Síntomas y diagnóstico del síndrome de Fitz Hugh Curtis

El síndrome de Fitz-Hugh-Curtis causa inflamación en el abdomen y alrededor del hígado. Obtenga más información sobre los síntomas, el diagnóstico y el tratamiento del trastorno.

El síndrome de Fitz-Hugh-Curtis es una afección en la que las bacterias, generalmente de una infección pélvica, se diseminan a través del abdomen y causan inflamación del revestimiento de la membrana del estómago y del tejido que rodea el hígado. El diafragma (el músculo que separa el estómago del pecho) también puede verse afectado.

También conocido como perihepatitis gonocócica o síndrome de perihepatitis, el síndrome de Fitz-Hugh-Curtis es un trastorno poco común que ocurre en el 15-30% de las mujeres con enfermedad inflamatoria pélvica (EIP). En raras ocasiones, el trastorno también puede ocurrir en mujeres sin EPI y en hombres.

Síntomas

En el síndrome de Fitz-Hugh-Curtis, la inflamación del tejido hepático conduce a la formación de conexiones de tejido anormales (adherencias) entre el exterior del hígado y el interior del abdomen. En algunas personas, estas adherencias no causan síntomas. Otros pueden tener algunos o todos los siguientes síntomas asociados con Fitz-Hugh-Curtis:

  • Inicio repentino de dolor intenso en la parte superior derecha del abdomen, sobre la vesícula biliar
  • Dolor que puede haberse movido al hombro derecho y al interior del brazo derecho.
  • Aumento del dolor al toser, estornudar o moverse
  • Náusea
  • Vómitos
  • Escalofríos y fiebre
  • Sudores nocturnos
  • Dolores de cabeza
  • Hipo

Causas comunes y diagnóstico

En general, un proveedor de atención médica no puede ver ni sentir la presencia del síndrome de Fitz-Hugh-Curtis, por lo que el dolor en la parte superior del abdomen puede ser la única forma de sugerir la dirección del diagnóstico. La presencia de una infección pélvica también proporcionaría una pista para el diagnóstico, ya que el trastorno suele ser una complicación de la enfermedad inflamatoria pélvica (EPI), que es una infección del tracto genital superior en las mujeres. La infección es causada con mayor frecuencia por Neisseria gonorrhoeae y clamidia.

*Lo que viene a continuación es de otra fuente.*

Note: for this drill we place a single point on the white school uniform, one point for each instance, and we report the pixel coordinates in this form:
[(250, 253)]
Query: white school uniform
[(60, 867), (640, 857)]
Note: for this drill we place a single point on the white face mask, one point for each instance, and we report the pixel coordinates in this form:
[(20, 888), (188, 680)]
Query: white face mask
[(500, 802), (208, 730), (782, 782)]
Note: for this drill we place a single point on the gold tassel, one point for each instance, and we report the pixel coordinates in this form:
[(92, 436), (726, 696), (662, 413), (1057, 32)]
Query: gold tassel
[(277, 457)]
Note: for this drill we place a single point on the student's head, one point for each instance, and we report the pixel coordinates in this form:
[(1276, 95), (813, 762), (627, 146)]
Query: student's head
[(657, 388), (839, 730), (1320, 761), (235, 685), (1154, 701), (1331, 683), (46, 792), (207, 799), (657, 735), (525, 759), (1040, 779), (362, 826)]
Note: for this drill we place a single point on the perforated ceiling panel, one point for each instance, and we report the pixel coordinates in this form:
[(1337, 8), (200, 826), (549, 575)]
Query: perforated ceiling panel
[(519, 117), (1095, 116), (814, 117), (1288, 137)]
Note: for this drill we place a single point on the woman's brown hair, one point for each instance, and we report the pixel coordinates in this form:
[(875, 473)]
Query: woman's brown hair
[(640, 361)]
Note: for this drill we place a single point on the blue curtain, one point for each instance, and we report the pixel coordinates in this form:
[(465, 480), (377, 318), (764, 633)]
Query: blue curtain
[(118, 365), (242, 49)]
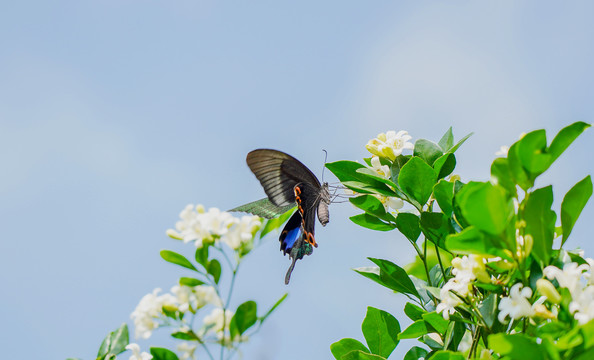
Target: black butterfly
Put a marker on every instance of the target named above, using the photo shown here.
(287, 182)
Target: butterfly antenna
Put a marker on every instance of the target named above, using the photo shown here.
(324, 167)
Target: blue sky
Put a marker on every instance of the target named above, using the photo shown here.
(116, 114)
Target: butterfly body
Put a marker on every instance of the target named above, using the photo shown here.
(287, 182)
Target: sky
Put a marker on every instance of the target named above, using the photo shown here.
(116, 114)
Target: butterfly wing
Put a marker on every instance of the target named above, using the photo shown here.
(264, 208)
(278, 174)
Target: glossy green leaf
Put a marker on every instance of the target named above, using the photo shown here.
(445, 165)
(516, 346)
(447, 140)
(427, 150)
(416, 353)
(115, 342)
(276, 304)
(532, 152)
(345, 346)
(573, 203)
(190, 281)
(565, 137)
(163, 354)
(501, 172)
(371, 222)
(371, 205)
(178, 259)
(361, 355)
(436, 226)
(447, 355)
(244, 318)
(394, 277)
(408, 225)
(485, 206)
(416, 179)
(413, 311)
(436, 321)
(274, 224)
(380, 330)
(414, 330)
(214, 269)
(443, 192)
(459, 143)
(540, 222)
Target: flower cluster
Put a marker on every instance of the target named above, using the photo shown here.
(153, 309)
(198, 225)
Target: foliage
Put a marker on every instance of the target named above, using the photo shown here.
(491, 278)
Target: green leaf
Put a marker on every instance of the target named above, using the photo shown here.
(201, 255)
(532, 152)
(447, 355)
(408, 225)
(214, 269)
(436, 226)
(472, 241)
(565, 137)
(360, 355)
(416, 353)
(380, 330)
(115, 342)
(540, 222)
(345, 346)
(485, 206)
(447, 140)
(516, 346)
(413, 311)
(416, 179)
(427, 150)
(501, 172)
(414, 330)
(436, 321)
(163, 354)
(445, 165)
(443, 192)
(462, 141)
(371, 222)
(178, 259)
(274, 224)
(371, 205)
(244, 318)
(394, 277)
(190, 281)
(573, 203)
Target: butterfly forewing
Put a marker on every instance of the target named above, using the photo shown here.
(279, 173)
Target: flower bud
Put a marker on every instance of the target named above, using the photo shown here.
(546, 288)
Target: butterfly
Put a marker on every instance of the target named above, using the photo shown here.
(287, 182)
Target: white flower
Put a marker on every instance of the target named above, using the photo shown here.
(186, 350)
(381, 170)
(503, 150)
(242, 231)
(450, 295)
(136, 355)
(198, 225)
(517, 304)
(148, 311)
(569, 277)
(217, 323)
(390, 145)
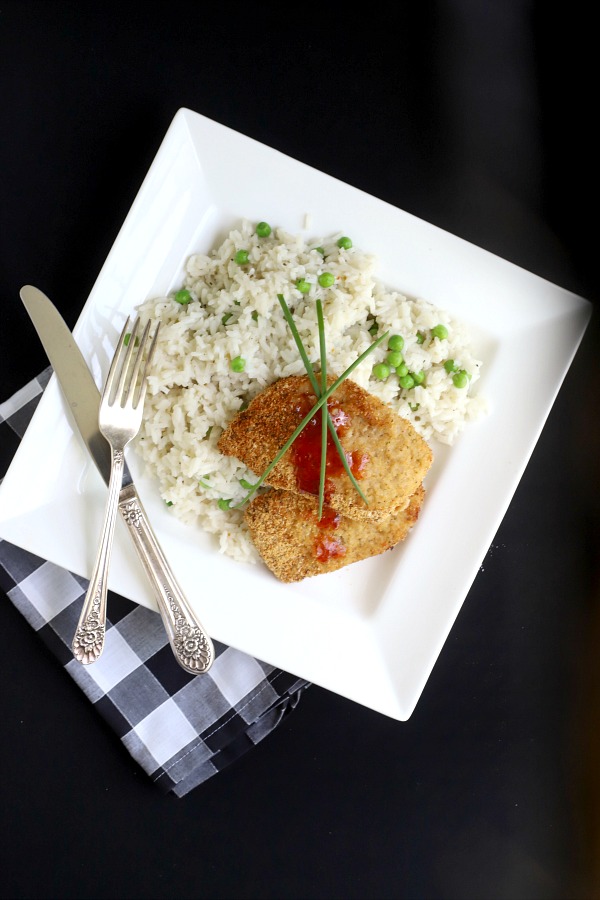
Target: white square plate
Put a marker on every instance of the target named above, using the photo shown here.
(372, 631)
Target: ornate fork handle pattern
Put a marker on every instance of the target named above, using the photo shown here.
(191, 645)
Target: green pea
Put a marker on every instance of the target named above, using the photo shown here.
(326, 279)
(303, 285)
(394, 359)
(396, 342)
(381, 371)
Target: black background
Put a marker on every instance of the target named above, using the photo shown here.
(480, 118)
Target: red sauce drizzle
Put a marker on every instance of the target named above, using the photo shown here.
(306, 457)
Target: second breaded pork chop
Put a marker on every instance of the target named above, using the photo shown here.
(294, 545)
(394, 457)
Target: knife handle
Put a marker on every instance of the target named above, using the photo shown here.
(191, 645)
(88, 640)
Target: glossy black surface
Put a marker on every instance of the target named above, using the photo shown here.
(479, 118)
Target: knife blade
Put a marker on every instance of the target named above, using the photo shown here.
(191, 645)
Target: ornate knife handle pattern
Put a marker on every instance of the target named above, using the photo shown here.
(191, 645)
(88, 640)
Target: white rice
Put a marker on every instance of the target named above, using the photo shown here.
(193, 392)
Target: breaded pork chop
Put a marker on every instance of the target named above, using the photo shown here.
(396, 458)
(285, 529)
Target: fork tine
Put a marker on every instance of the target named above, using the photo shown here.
(147, 364)
(113, 377)
(126, 361)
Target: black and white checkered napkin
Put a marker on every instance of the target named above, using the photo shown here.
(180, 728)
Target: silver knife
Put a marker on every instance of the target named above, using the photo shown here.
(192, 647)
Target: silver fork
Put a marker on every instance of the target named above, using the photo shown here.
(119, 420)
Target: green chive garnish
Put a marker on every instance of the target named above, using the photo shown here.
(324, 413)
(321, 401)
(316, 389)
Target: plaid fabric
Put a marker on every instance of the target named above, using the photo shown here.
(180, 728)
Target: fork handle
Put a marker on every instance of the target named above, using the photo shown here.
(191, 645)
(88, 641)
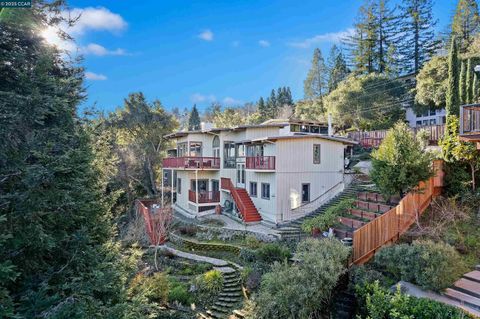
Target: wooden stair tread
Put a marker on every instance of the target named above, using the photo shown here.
(462, 297)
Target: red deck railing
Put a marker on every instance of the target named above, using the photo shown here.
(192, 162)
(204, 197)
(260, 162)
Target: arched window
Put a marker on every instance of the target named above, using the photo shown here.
(216, 146)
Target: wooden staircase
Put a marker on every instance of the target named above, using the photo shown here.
(242, 200)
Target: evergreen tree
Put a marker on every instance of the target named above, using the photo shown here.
(462, 92)
(452, 97)
(469, 83)
(418, 26)
(338, 69)
(194, 119)
(466, 23)
(315, 84)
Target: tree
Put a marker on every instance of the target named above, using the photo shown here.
(455, 150)
(315, 84)
(194, 119)
(452, 104)
(466, 23)
(367, 102)
(337, 68)
(432, 83)
(58, 258)
(302, 290)
(418, 26)
(400, 162)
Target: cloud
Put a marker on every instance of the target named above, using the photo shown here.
(332, 37)
(200, 98)
(97, 19)
(206, 35)
(230, 101)
(263, 43)
(97, 49)
(94, 76)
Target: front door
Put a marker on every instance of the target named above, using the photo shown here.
(241, 175)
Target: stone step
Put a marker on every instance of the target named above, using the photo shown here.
(473, 276)
(463, 298)
(468, 287)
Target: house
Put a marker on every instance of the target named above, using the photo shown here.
(273, 172)
(470, 123)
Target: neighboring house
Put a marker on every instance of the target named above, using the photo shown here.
(428, 118)
(470, 123)
(270, 172)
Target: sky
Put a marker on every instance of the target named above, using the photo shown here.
(186, 52)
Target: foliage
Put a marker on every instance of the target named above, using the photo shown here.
(315, 85)
(400, 162)
(431, 265)
(194, 119)
(431, 87)
(355, 102)
(377, 302)
(302, 290)
(329, 218)
(209, 286)
(272, 252)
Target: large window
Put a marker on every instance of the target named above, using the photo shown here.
(317, 153)
(182, 149)
(195, 149)
(253, 189)
(265, 191)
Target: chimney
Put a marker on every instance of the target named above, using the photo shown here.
(330, 128)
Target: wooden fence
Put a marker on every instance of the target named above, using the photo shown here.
(374, 138)
(388, 227)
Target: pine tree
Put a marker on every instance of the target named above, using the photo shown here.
(469, 83)
(338, 69)
(462, 93)
(315, 84)
(466, 23)
(194, 119)
(452, 96)
(418, 26)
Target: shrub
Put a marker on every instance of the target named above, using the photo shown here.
(271, 252)
(302, 290)
(430, 265)
(329, 218)
(377, 302)
(209, 286)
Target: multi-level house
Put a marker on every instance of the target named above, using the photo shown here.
(272, 172)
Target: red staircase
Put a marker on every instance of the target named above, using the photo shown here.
(243, 201)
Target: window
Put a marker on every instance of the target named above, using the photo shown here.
(316, 153)
(305, 193)
(195, 149)
(265, 191)
(181, 149)
(253, 189)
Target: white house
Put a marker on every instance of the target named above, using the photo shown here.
(272, 172)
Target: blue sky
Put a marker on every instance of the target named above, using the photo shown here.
(185, 52)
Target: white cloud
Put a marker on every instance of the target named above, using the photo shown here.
(97, 19)
(94, 76)
(263, 43)
(332, 37)
(97, 49)
(230, 101)
(206, 35)
(200, 98)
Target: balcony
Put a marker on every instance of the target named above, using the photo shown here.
(260, 163)
(470, 123)
(204, 197)
(192, 162)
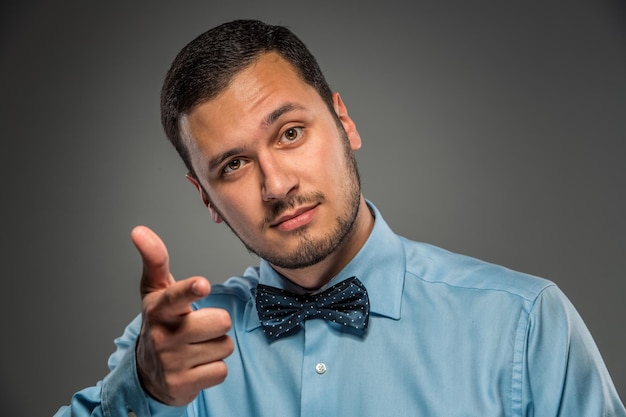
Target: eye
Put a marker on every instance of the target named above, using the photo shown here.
(291, 135)
(232, 166)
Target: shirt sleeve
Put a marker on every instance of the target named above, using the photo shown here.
(565, 373)
(119, 394)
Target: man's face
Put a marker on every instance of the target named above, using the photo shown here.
(275, 164)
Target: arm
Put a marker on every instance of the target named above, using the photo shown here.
(565, 373)
(168, 354)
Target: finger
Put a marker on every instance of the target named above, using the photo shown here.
(156, 271)
(175, 301)
(205, 325)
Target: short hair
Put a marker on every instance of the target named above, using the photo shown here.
(207, 64)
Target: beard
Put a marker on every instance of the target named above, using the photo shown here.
(310, 251)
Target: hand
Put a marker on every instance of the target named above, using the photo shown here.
(179, 351)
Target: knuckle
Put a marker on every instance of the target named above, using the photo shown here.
(219, 372)
(222, 320)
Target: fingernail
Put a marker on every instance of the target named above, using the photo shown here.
(195, 289)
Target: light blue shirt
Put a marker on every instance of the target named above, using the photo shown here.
(448, 336)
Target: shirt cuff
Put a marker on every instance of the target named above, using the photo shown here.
(123, 395)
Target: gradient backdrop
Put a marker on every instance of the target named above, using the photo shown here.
(495, 129)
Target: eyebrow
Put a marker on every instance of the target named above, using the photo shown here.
(275, 115)
(268, 120)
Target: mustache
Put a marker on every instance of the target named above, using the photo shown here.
(278, 208)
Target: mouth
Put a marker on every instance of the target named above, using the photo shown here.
(295, 219)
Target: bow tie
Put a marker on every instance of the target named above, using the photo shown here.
(281, 312)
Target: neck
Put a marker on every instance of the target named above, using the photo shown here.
(316, 276)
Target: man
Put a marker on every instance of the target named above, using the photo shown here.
(342, 317)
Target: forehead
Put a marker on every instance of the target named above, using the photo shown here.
(244, 108)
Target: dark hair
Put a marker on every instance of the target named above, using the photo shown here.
(205, 67)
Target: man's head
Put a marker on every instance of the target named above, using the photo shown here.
(206, 66)
(267, 144)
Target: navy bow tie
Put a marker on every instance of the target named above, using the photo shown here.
(281, 312)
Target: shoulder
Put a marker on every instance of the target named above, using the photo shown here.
(436, 266)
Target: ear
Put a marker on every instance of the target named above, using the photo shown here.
(205, 199)
(347, 122)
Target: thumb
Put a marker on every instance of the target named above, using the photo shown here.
(156, 269)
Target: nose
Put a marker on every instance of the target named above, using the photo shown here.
(277, 179)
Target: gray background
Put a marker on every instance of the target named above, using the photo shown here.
(494, 129)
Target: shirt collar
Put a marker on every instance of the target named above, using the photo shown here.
(379, 265)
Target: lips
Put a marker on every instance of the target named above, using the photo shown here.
(295, 219)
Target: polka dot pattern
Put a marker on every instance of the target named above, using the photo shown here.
(282, 312)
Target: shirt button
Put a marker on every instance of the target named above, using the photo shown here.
(320, 368)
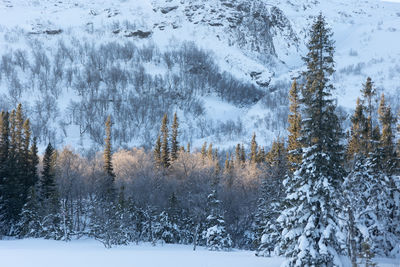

Sin la presencia de EPI, el diagnóstico puede ser difícil, ya que muchas afecciones pueden causar dolor abdominal. En las mujeres, se realizarán cultivos cervicales para clamidia y gonorrea, ya que estas infecciones son las causas más comunes del síndrome de Fitz-Hugh-Curtis. Si hay infección, el recuento de glóbulos blancos (WBC) en la sangre será alto, al igual que la velocidad de sedimentación globular (VSG).

El médico examinará al individuo en busca de afecciones comunes que presenten síntomas similares al síndrome de Fitz-Hugh-Curtis, como cálculos biliares, inflamación del hígado (hepatitis), cálculos renales o infección y úlcera de estómago. La ecografía abdominal y la tomografía computarizada (TC) pueden ayudar a descartar estos trastornos. Una radiografía de tórax puede descartar neumonía como causa de dolor al toser o estornudar.

Laparoscopia para confirmar el diagnóstico

La mejor manera de confirmar un diagnóstico de síndrome de Fitz-Hugh-Curtis es pedirle a su proveedor de atención médica que examine el interior del cuerpo (para observar el hígado). Esto se hace insertando una cámara dentro del abdomen, llamada laparoscopia. El proveedor de atención médica puede ver las adherencias en la parte exterior del hígado, que tienen un aspecto fibroso típico (llamadas adherencias en "cuerdas de violín").

Tratamiento

El tratamiento para la persona con síndrome de Fitz-Hugh-Curtis consiste en antibióticos para la infección y analgésicos. Una vez que la infección desaparece, los síntomas desaparecen. Dado que la clamidia y la gonorrea se transmiten a través del contacto sexual, la persona debe restringir su actividad sexual hasta que la infección desaparezca y la pareja sexual de la persona también debe recibir tratamiento.